Wo steht die Pflegeausbildung im Jahr 2008/2009? Momentan wird die Pflegeausbildung vom Altenpflegegesetz (2003) und Krankenpflegegesetz (2004) bestimmt.

Durch das Krankenpflegegesetz hat sich einiges in der Pflegeausbildung verändert wie z.B. die Berufsbezeichnung, die Stundenzahl der theoretischen und praktischen Ausbildung, verpflichtend weitere praktische Ausbildungsorte außerhalb des Krankenhauses, die Einbeziehung von pflegewissenschaftlichen Erkenntnissen, Vermittlung von Kompetenzen, verbindliche Festschreibung von Praxisanleitern, die Möglichkeit der gemeinsamen Pflegeausbildung von Gesundheits- und Krankenpflege und Gesundheit- und Kinderkrankenpflege usw. (siehe hierzu 2.6 Krankenpflegesetz von 2003). Trotzdem geht die Krankenpflegeausbildung in Deutschland immer noch einen Sonderweg außerhalb des dualen Berufsbildungssystems. Dies muss kritisch betrachtet werden, da dadurch die Lösung von den Trägern der Krankenpflegeschulen (vornehmlich Krankenhäuser) nicht vollzogen ist und dies eine starke Abhängigkeit (Finanzierung der Schulen) verursacht. Dies zeigt sich auch in Form von Interessenkonflikten zwischen Krankenhäusern und Schulen in der Hinsicht, dass es dem Krankenhaus in erster Linie um eine effiziente Patientenversorgung geht, während die Ausbildungsstätten eine effektive Ausbildung unter pädagogischen Gesichtspunkten anstrebt. Zwar ist es für die Träger der Schulen verpflichtend, die so genannten Praxisanleiter qualitativ und quantitativ vorzuhalten, doch kommt es hierbei immer wieder zu Schwierigkeiten, da die Praxisanleiter trotz ihrer Funktion gegenüber dem Krankenpflegegesetz vorwiegend dem Pflegemanagement unterstellt sind und das Pflegemanagement häufig wenig oder gar keine Rücksicht auf die Aspekte der praktischen Ausbildung bei der Personalplanung nimmt. Hier fehlt es ganz klar an der gesetzlichen Festschreibung der Freistellung von Praxisanleitern zur praktischen Anleitung von Auszubildenden.

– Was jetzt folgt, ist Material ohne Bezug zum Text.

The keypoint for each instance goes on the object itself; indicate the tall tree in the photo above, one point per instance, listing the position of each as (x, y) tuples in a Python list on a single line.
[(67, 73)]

Die Berufsbezeichnung Gesundheits- und Krankenpfleger beziehungsweise Gesundheits- und Kinderkrankenpfleger im Krankenpflegegesetz stößt bei den Pflegefachkräften immer noch auf große Skepsis und wird nur zögerlich angenommen, obwohl dadurch die Pflegeausbildung vermehrt die Aspekte Gesundheit aufgreift. Trotzdem überzeugt die neue Berufsbezeichnung nicht, allerdings stellt sich auch die Frage nach sinnvollen Alternativen. Der Blickwinkel auf Gesundheit wird dadurch geschmälert, indem die Krankenpflegeausbildung vornehmlich an Krankenhäusern angesiedelt ist und es hierbei um Diagnostik und Therapie geht. Gerade die Träger der Krankenpflegeschulen können der Verkürzung der praktischen Ausbildung keine positiven Aspekte abgewinnen, da dies nur Mehrkosten für diese bedeutet. Dies führt immer wieder zu Spannungen zwischen dem Träger (Krankenhaus) und den Krankenpflegeschulen in der Hinsicht, dass die Träger versuchen werden, spezielle praktische Ausbildungseinsätze (Prävention, Rehabilitation und palliative Pflege) in den Krankenhäusern zu belassen und dies obwohl nach dem Krankenpflegegesetz die Gesamtverantwortung bei der Schulleitung liegt. Warum wurde die Krankenpflegeausbildung durch das Krankenpflegesetz von 2004 nicht in das duale System der Berufsbildung eingegliedert? Dies hat vornehmlich historische Gründe, da die Pflege sich in Verbindung mit den Krankenhäusern (kirchliche und staatliche Träger) entwickelt hat und bis heute nicht losgelöst davon betrachtet werden kann. Dies wäre aber dringend erforderlich, um die Abhängigkeit von den momentanen Trägern der Krankenpflegeschule zu schmälern. Weiterhin kam es auch nicht zu einer Vereinheitlichung des Pflegeberufs in Form der Zusammenführung der drei Pflegeberufe zu einem Pflegeberuf, obwohl dies auch schon vor Inkrafttreten des Krankenpflegegesetzes und Altenpflegegesetzes von Berufsverbänden, Gewerkschaften usw. diskutiert wurde.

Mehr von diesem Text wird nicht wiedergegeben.